Na dodatek nieco się z racji wieku się skurczył i trzeba było dorobić kawałek, aby wchodził w całości w gumowe kolanko.
Z prawej strony z przodu marny dostęp do tego odpływu - rozbierania więcej niż do zaworu rozprężnego było ... :roll: .
Zrobiłam selekcję fotek z korozją i wstawiam tylko 3, bo mnie załączniki ograniczają.
Nie ma zdjęć jak fertan zmieniał kolor, więc chyba musicie mi uwierzyć ;) na słowo.
Na zdjęciu "przed: wyglądało to źle, wstępne oczyszczenie na szczęście nie ukazało dziury, a widoczny otwór to otwór technologiczny.

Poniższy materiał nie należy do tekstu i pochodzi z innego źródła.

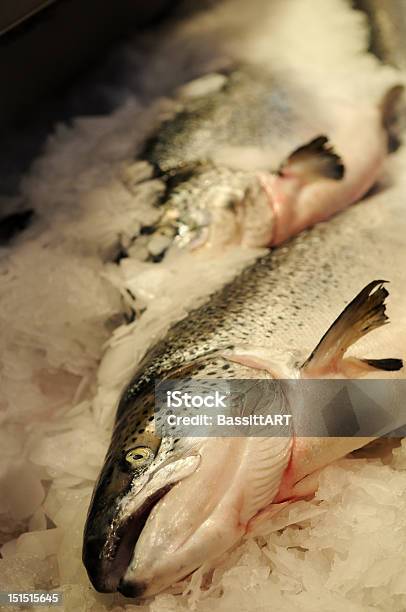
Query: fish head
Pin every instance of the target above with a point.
(139, 469)
(152, 525)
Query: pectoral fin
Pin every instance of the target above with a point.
(365, 313)
(313, 161)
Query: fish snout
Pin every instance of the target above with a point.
(135, 590)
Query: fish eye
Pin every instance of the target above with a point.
(138, 456)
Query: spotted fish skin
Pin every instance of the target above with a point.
(239, 163)
(284, 303)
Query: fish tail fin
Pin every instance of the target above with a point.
(391, 109)
(366, 312)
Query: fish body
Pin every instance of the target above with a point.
(162, 508)
(252, 158)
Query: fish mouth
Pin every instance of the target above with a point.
(107, 559)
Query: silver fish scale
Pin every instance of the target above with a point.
(253, 108)
(252, 310)
(272, 304)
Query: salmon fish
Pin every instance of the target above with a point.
(251, 158)
(163, 507)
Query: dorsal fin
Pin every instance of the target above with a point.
(313, 161)
(365, 313)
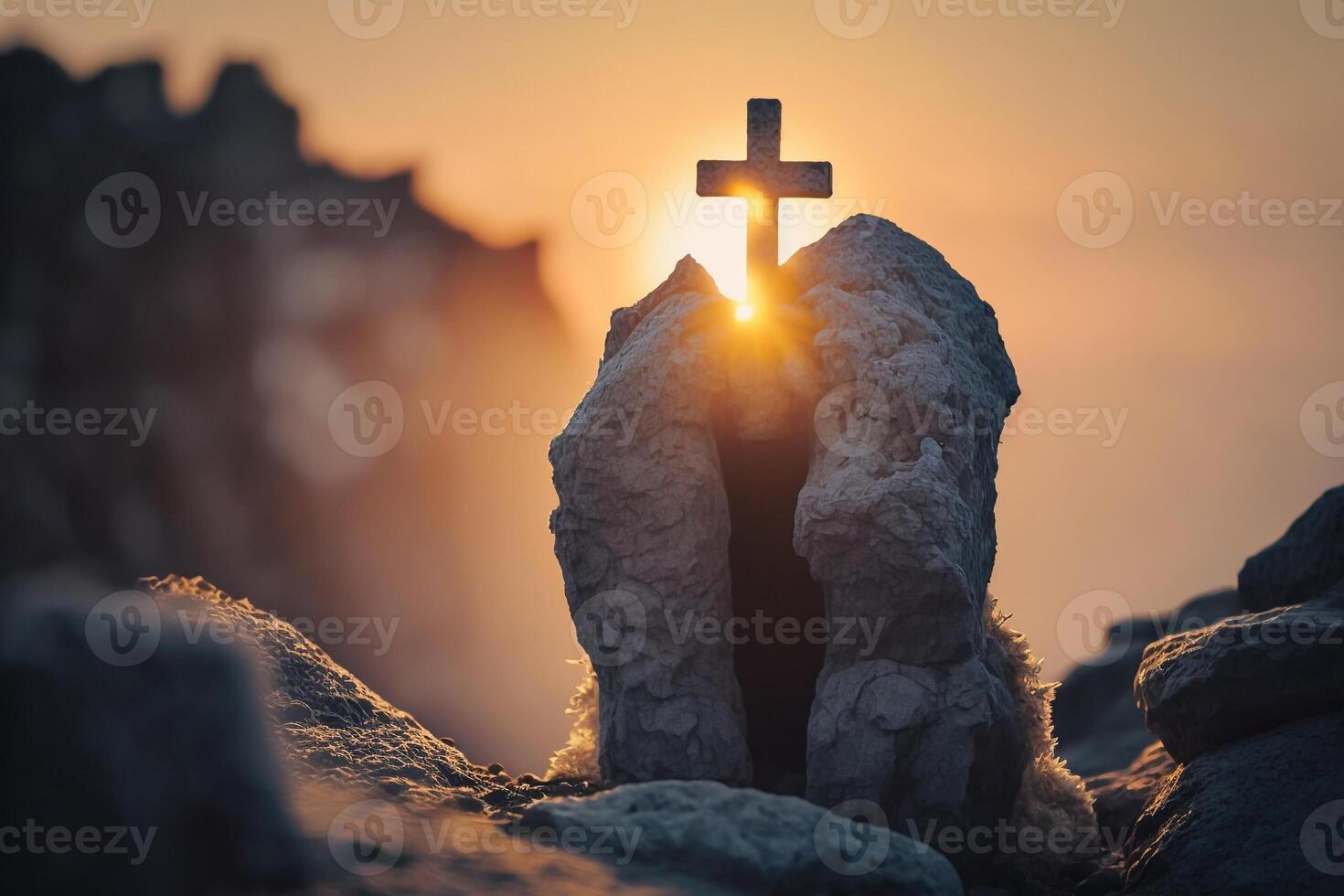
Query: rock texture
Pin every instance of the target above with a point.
(331, 724)
(1301, 564)
(172, 747)
(643, 528)
(1097, 721)
(906, 378)
(749, 840)
(1244, 675)
(900, 529)
(1252, 817)
(1118, 797)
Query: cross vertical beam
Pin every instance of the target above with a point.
(763, 179)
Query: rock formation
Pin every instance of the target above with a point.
(749, 840)
(901, 369)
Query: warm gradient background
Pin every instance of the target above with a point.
(961, 129)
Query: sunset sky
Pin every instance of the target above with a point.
(1172, 363)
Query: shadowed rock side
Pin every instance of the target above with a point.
(900, 529)
(895, 521)
(1307, 560)
(331, 724)
(643, 528)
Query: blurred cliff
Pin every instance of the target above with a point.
(240, 338)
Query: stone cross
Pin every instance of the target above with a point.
(763, 180)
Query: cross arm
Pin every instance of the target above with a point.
(780, 179)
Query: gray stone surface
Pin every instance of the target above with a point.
(749, 840)
(1301, 564)
(1247, 818)
(907, 382)
(643, 526)
(163, 741)
(1097, 721)
(1120, 795)
(898, 526)
(329, 723)
(1243, 676)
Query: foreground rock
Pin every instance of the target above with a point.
(140, 732)
(1258, 816)
(1097, 721)
(903, 375)
(1118, 797)
(745, 838)
(1304, 563)
(329, 723)
(1246, 675)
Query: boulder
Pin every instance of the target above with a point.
(1118, 797)
(1243, 676)
(897, 368)
(1097, 721)
(1301, 564)
(745, 838)
(136, 741)
(1263, 815)
(328, 723)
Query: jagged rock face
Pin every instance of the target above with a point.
(1097, 723)
(643, 527)
(1246, 675)
(1301, 564)
(906, 379)
(760, 842)
(1258, 816)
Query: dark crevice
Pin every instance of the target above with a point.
(772, 583)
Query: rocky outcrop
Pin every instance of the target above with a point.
(1263, 815)
(1304, 563)
(143, 732)
(329, 723)
(1243, 676)
(900, 366)
(745, 838)
(1097, 721)
(1118, 797)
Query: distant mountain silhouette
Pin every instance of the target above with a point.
(240, 337)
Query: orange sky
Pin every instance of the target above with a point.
(964, 129)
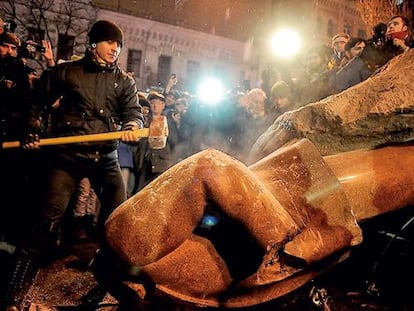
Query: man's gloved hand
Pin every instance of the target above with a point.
(31, 141)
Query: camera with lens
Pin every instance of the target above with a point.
(379, 37)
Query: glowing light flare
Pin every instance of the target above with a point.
(286, 43)
(211, 91)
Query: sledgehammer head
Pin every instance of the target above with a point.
(158, 132)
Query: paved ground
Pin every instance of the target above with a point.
(63, 285)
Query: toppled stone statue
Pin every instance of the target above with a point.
(295, 207)
(375, 112)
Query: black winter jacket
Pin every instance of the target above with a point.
(93, 100)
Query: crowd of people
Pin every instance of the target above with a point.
(93, 95)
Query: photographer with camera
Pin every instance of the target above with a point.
(397, 35)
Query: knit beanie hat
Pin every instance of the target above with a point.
(104, 31)
(280, 90)
(10, 38)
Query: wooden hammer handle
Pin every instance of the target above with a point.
(144, 132)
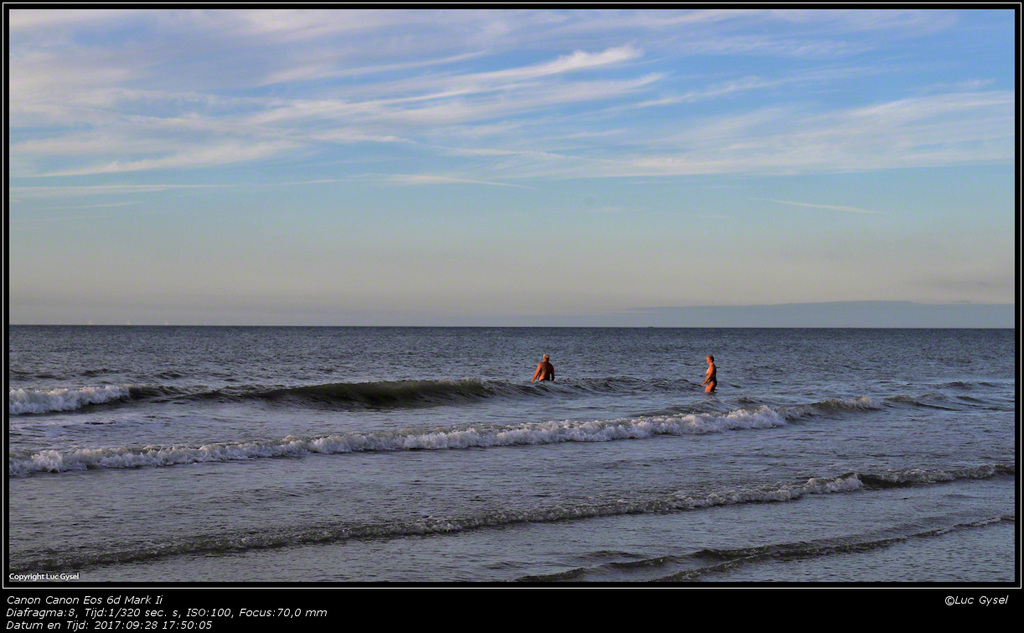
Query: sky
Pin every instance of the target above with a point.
(508, 167)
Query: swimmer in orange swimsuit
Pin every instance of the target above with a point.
(712, 379)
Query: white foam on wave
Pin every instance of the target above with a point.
(531, 433)
(30, 401)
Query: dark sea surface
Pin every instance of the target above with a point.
(425, 455)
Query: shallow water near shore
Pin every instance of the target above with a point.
(425, 455)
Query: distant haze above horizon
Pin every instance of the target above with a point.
(640, 168)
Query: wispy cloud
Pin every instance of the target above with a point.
(294, 83)
(842, 208)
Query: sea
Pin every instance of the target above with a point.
(427, 457)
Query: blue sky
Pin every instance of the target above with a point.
(505, 167)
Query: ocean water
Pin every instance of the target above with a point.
(424, 455)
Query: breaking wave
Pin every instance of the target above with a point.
(681, 501)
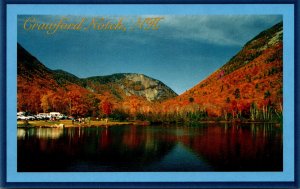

Ponieważ po oczyszczeniu nie "wypadła" dziura można było stosować preparat.
Nie wiem czy przeciekanie przód / tył jest już na 100% opanowane, ponieważ deszcze ustały, a po myciu nie ma mokrego.
Najważniejsze, że auto na zlot udało się odebrać z warsztatu :mrgreen: .
Mam nadzieję, że ktoś znajdzie chwilę czasu i trochę samozaparcia i to przeczyta ;).

Re: Accord Coupe 2.0 Edi

: 08 lip 2019 20:15
autor: QuicksilveR
Co to za Bilsteiny? B4 czy B6?

Re: Accord Coupe 2.0 Edi

: 08 lip 2019 20:23
autor: Edi
QuicksilveR pisze:Co to za Bilsteiny? B4 czy B6?
B4 ... tylko.

Re: Accord Coupe 2.0 Edi

: 09 lip 2019 00:05
autor: Krzysiek15255
Przeczytane :D. Też muszę podziałać z tylnymi amorami... :/

Re: Accord Coupe 2.0 Edi

: 14 lip 2019 17:06
autor: Edi
Krzysiek15255 pisze:Przeczytane :D.
No to jesteś moim bohaterem 8-) .
Czyli moje bazgroły nie do końca poszły na marne ;)

Re: Accord Coupe 2.0 Edi

: 01 sie 2019 23:37
autor: audiotone
Jak zwykle coś u Ciebie się dzieje Edi. ;)
Edi pisze:Czyli moje bazgroły nie do końca poszły na marne ;)
Pewnie, a jak. :D

Re: Accord Coupe 2.0 Edi

: 08 sie 2019 08:17
autor: KOko
Audiotone? Ten człowiek jeszcze żyje? :P
Edi, opis jak zwykle jak powieść :) Dobrze, że na zlot się udało, bo byśmy się gniewali ;)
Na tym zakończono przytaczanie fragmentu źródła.